There are two difficulties here. First, though the authors favour 'relativism' as best reflecting Yanyuwan understandings--and I have no quarrel with this--the book is organized in such a way that readers, especially junior readers, may be left with a stronger sense of ways in which these people do name and categorize the natural world than of the intricate and fluid ways in which they engage with, and poetically experience and communicate, that world. From Chapter 4 to Chapter 16 it is categories of things--dugong and sea turtles; shellfish, shells and shell-like creatures; birds, bats and flying foxes; floral species; spirits--that frame the content and, ultimately, seem to organize Yanyuwan thought. The informative tables and, particularly, the numerous appendices reinforce this sense of categorization and are likely to be grist to the mill of etically-inclined analysts.

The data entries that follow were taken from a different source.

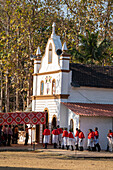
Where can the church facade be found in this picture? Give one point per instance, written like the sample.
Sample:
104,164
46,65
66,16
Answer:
73,95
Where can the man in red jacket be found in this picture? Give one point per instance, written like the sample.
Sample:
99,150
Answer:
60,131
96,136
76,139
46,134
55,137
65,139
81,139
110,140
90,140
71,140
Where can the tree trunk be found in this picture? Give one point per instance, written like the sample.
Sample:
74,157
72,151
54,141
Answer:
7,93
1,94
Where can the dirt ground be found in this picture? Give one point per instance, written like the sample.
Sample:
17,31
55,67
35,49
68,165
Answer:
45,160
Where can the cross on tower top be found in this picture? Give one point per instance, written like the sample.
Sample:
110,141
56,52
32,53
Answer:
53,30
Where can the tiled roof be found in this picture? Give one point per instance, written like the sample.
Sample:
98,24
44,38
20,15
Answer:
90,109
92,76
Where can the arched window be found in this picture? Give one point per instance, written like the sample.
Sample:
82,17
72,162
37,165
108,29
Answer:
42,88
71,125
53,87
50,54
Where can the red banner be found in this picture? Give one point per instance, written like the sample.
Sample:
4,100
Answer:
23,118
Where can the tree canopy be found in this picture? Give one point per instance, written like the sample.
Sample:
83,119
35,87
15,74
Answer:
26,24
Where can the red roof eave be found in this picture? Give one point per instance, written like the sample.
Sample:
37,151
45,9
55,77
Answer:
91,109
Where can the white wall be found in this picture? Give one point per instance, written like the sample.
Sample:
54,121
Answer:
90,95
75,118
45,67
103,124
63,116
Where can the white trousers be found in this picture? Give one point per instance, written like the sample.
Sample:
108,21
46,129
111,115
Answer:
76,140
54,138
65,141
46,138
80,143
71,141
96,140
110,141
90,143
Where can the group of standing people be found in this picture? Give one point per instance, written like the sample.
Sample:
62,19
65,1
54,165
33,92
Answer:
7,133
110,141
61,138
10,135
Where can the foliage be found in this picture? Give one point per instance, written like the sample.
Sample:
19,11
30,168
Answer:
26,24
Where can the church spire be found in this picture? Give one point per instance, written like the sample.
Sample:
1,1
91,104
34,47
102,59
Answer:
38,52
53,30
64,48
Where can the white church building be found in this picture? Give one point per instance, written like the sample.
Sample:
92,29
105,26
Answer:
73,95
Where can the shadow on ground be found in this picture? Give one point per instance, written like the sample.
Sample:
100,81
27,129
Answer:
23,168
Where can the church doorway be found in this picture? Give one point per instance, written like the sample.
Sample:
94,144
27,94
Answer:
54,122
38,133
47,121
43,127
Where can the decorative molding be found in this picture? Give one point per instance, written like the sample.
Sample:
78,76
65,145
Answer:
57,96
64,58
51,72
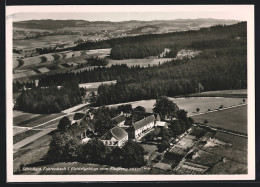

A different structure may have better served the theoretical intent. As it stands there are many chapters where the authors feel a need to digress and remind their readers that, despite appearances, categorization is not the predominant Yanyuwan orientation to environment.

Secondly, while accepting that there has been a long-standing debate between those whose approach to environmental knowledge has been 'universalist' and those whose approach has been 'relativist' my own sense is that, as with much scholarly discourse, the two schools of thought are talking past each other for the simple reason that they are asking quite different, though legitimate, questions of the same material. On the one hand, scholars ask whether, and, if so, to what extent, all people share common approaches to thought and knowledge. On the other, they ask how the thought and knowledge of particular groups of people both grows from, and informs, the ways in which those people live. In the first case, the emphasis is with 'global minds'; in the second case, with 'local contexts'. It is not necessary, or helpful, to see answers to these distinct questions as philosophically, or ideologically, opposed.

The book under review contributes useful information and insights with respect to both sets of questions.